The kernels running on the FPGA can have one or more memory interfaces. The connection from the global memory banks to those memory interfaces are configurable. There are three data interfaces in the example above. The inputs "source" and "dest" are connected to the global memory bank by using the pragma "HLS INTERFACE m\_axi". The "bundle" parameter specifies the name of the port. The compiler will create a port for each unique bundle name.

The bandwidth and throughput of the kernel can be increased by creating multiple ports using different bundle names. In the example from above, the bundle attribute is used to create the ports "gmem0" and "gmem1". Since both inputs will be accessed through different ports, the kernel is able to accesses them in parallel, potentially improving the throughput of the kernel. In order to increase memory bandwidth, the ports have to be connected to two different memory banks. This can be achieved during the  $v++$  linking stage using the "-sp" switch. The exact procedure with all available options is described in the *Vitis Compiler Command* documentation [\[9\]](#page-23-8).

Scalar inputs are directly loaded from the host machine and do not need to be copied by command queue instructions. These inputs will not change on the host side if modified by the kernel. The input "scalar" is specified using the "s\_axilite" interface. These data inputs do not use global memory banks. Note that the return type of a kernel is always "void". When a writable scalar input is needed that can be retrieved from the host after a kernel call, *e. g.* an error code, a one-component array on the host can be attached to a global memory bank.

By connecting the return value to the "ap\_ctrl\_chain" interface we allow for pipelining the kernel execution on the host side. This will lead in conjunction with page migration to a much higher throughput if the kernel is pipelined at loop level (see [I 5\)](#page-14-0).
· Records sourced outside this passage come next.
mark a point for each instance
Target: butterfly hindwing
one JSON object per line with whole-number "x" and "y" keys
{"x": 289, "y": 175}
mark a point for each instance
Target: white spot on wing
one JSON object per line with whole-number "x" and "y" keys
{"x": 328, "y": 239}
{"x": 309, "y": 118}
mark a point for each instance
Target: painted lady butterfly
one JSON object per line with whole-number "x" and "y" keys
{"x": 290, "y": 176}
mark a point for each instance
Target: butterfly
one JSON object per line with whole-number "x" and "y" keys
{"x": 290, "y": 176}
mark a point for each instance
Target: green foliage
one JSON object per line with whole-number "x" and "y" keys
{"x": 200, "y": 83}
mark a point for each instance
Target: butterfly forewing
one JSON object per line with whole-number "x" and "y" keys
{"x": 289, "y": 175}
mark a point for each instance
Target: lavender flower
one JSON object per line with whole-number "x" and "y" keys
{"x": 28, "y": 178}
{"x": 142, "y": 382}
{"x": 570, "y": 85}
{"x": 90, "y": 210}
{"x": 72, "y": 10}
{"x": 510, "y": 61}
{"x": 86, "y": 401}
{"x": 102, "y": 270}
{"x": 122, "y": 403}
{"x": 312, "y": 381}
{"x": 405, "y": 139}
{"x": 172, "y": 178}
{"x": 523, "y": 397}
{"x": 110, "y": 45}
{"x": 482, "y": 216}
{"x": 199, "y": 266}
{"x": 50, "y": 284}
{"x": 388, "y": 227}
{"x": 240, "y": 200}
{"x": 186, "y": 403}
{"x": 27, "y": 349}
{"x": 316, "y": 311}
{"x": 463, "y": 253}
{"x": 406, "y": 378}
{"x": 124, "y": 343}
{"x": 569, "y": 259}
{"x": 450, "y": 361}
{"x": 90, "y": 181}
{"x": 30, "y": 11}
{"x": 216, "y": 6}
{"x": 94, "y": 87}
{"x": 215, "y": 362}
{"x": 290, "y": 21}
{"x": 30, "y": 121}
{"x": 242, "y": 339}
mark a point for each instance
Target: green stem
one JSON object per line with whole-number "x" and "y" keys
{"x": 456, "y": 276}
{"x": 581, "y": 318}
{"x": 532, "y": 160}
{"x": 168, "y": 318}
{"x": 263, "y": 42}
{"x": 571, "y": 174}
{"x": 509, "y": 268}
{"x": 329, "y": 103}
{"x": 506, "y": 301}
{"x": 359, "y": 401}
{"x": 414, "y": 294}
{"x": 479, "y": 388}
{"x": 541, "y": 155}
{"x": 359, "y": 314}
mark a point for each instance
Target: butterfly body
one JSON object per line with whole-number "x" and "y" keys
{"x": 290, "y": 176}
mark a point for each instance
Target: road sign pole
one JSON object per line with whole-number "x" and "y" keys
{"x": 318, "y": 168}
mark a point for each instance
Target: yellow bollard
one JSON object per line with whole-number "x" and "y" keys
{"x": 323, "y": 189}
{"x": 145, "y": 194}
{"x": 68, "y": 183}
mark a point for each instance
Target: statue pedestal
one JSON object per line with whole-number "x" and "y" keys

### <span id="page-14-0"></span>**I 5. Optimization Strategies**

The *Xilinx Runtime* allocates the memory space in 4K boundary for internal memory management. If the host memory pointer is not aligned to a page boundary, the *Xilinx Runtime* performs an extra memory copy to make it aligned. Therefore, the host memory pointer should be aligned with the 4K boundary to avoid unnecessary copies. The simplest way in *C++* to allocate aligned memory is with help of a standard vector and a custom allocator.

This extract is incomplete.